Marmettola, il rivoluzionario metodo per scoprire quali cave inquinano i fiumi analizzando gli atomi
Un nuovo metodo basato sull’impronta isotopica del marmo potrebbe rivoluzionare i controlli ambientali. Intanto il Carrione risulta il fiume più contaminato della Toscana da Escherichia coli
CARRARA. Risalire alla fonte della marmettola, letteralmente. È questo l’obiettivo dello studio che Arpat, l’agenzia regionale per la protezione ambientale della Toscana, sta portando avanti con l’Università di Firenze per tracciare l’impronta isotopica del marmo, che differisce a seconda della tipologia del materiale e che potrebbe permettere di risalire al luogo dove origina l’inquinamento. Sarebbe quindi un’operazione di tracciamento innovativa, che potrebbe rivoluzionare i controlli ambientali sul bacino estrattivo apuano, andando a colpire direttamente chi, ancora oggi, sversa irregolarmente marmettola nei corsi d’acqua.
Cos’è la marmettola
La marmettola è il fango biancastro derivante dalla segagione e lavorazione del marmo che non può essere disperso nell’ambiente, ma deve essere conferito in impianti autorizzati. Eppure la cronaca e i dati scientifici mostrano come questa pratica non sia sempre rispettata, con ricadute dirette sul territorio. A dirlo è il direttore generale di Arpat Pietro Rubellini, a margine della presentazione dei dati di Goletta verde di Legambiente: «Su alcuni bacini idrografici questo materiale rappresenta un inquinante importante e il Carrione purtroppo è annichilito dalla sua deposizione». Da qui la necessità di “seguire le tracce”: «Con l’Università di Firenze – fa sapere Rubellini – stiamo cercando di definire l’impronta isotopica di alcune tipologie di marmi. Ogni marmo ha isotopi differenti, e questo ci può dire da quale attività estrattiva e da quale bacino proviene la marmettola. Non vogliamo accusare tutte le cave – tiene a precisare – ma serve capire chi si comporta ancora in modo scorretto inquinando il sottosuolo. Questo sistema ci permetterebbe di concentrare i controlli proprio dove servono». Questo vale anche per la vicina Massa, dove l’attività estrattiva è minore sebbene anche gli affluenti del Frigido spesso si colorano di bianco latte.

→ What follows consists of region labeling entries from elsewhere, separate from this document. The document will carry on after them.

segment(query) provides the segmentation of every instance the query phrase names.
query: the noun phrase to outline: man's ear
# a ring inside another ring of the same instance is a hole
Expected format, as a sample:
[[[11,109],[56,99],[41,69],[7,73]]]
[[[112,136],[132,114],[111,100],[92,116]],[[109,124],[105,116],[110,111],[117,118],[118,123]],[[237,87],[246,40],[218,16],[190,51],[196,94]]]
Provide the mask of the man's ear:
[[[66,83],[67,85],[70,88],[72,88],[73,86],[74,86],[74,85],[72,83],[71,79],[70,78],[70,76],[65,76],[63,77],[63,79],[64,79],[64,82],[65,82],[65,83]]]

Il monitoraggio del Carrione
Ma il Carrione è nel mirino anche per motivi batteriologici. Il 39esimo rapporto di Goletta verde di Legambiente fotografa una situazione critica sotto il profilo batteriologico: tra i 20 fiumi monitorati il torrente Carrione è il corso d’acqua con la maggiore presenza di Escherichia coli della Toscana con una concentrazione di 22. 398 ufc/100 ml quando la soglia massima di legge è 500 unità. Dati allarmanti, che trovano conferma anche negli altri punti campionati in provincia: la foce del Lavello alla Partaccia (18. 270 ufc/100 ml per escherichia coli e 6. 980 ufc/100 ml per enterococchi intestinali) , la foce del Brugiano (1. 008 e 1. 776, la foce del Versilia a Montignoso (315 e 480) . Tutti risultano inquinati e per questo i divieti permanenti alla balneazione sono ormai la norma, come avviene anche per il Frigido, escluso dal monitoraggio ma da tempo sottoposto a divieto.